Of course – distortion is involved in any change of time, place or language between a literature’s writers and its readers.
But a few things are specific to Anglophone readers of Russian literature. Translations vary in how modern, literal, or exoticising they are, but can never reproduce the absence of articles (especially important in titles; Lermontov’s Hero of our Time refuses to specify A or The), stress on discrete versus continuous verb forms, relative simplicity of tenses, and gender of objects. It is hard to reproduce the formal versus informal ‘you’, or the strength of Russian taboo words. English-speakers find the Christian name-patronymic system confusing, and don’t pick up on the fact, for example, that Anna Karenina is a non-Russian name form that emphasises Anna’s connection with a distrusted Europe and a betrayed husband. The single adjective ‘Russian’ doesn’t distinguish between the ethnically-Russian ‘Russkii’, and ‘Rossiskii’ (of the Russian territories but not necessarily of Russian ethnicity, thus including for example the Volga Tatars).

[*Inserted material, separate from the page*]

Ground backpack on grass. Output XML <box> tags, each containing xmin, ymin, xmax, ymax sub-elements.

Literature in Anglophone countries doesn’t have the political influence and moral authority that it still today has in Russia.
Whitman doesn’t unify the Americans as Pushkin unites the Russians, who must learn his poetry by heart. Australian news commentators don’t make references to Patrick White’s characters, as Russian ones do to Dostoevsky’s. English-speakers may read classic Russian literature in relation to eternal truths, but not – or not very accurately - to contemporary politics. It is hard to know what is being satirised on each page of The Master and Margarita if one doesn’t live in 1930s Moscow, and little-known that the literary theorist Bakhtin had Stalin in mind when he praised heteroglossia over monologia.

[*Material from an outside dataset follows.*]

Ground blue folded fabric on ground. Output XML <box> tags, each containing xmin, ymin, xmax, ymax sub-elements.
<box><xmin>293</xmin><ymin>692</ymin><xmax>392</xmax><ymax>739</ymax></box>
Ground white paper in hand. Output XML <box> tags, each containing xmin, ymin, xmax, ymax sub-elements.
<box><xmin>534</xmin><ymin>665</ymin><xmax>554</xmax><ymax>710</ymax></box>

The Anglophone Russian canon differs from Russians’ own: English-speakers hardly know Lermontov, Ostrovsky, Turgenev as a playwright, Chekhov as a story-writer, Simonov, or post-Soviet authors other than Pelevin. Because prose translates easier than poetry, they focus on prose, and think of Pasternak not, as Russians do, as a poet, but as a novelist.
Ever since the end of the Napoloeanic Wars, with the significant exceptions of two World Wars, Britain and Russia have been politically hostile. This has made the British, in particular, over-eager to perceive dissent, and reluctant to perceive conservatism, in Russian writers whom they admire. They interpret Anna Karenina as a romance, not also (as it was attacked by liberal Russians of its own time) as an expression of conservatism and chauvanism. Their film adaptations of War and Peace cut down on the philosophical-patriotic narrator more than Russian ones do. They read Dostoevsky as an underground man interested in psychology, not as a supporter of Tsarist autocracy above all interested in Orthodoxy. The British stages present Chekhov as a liberal, and overlook his misogyny, early conservatism, and late radicalism. Bulgakov is read as more purely anti-Communist than he was; similarly Doctor Zhivago, of which the CIA-backed Nobel award marked the beginning of the politicisation of the Nobel Prize for Literature.
Britain and Russia have striking similarities: former empires at opposite ends of Europe, half in and half out of it, with a reserved and (by West European standards) unequal people.
Nonetheless, the British understand Russia less than both Europeans such as the Germans - who have far greater geographic, ethnic and cultural proximity to it than they do – and the Americans, who have far more in common with it as young, still-rival peoples occupying a continent, with ethnically-diverse native populations, and high rates of immigration. The British were late to start translating and reading Russian literature, and to establish chairs of it at their universities. Little wonder that, for all of the British love of certain parts of Russian literature – and I write this as a Briton – we are not its most intuitive interpreters.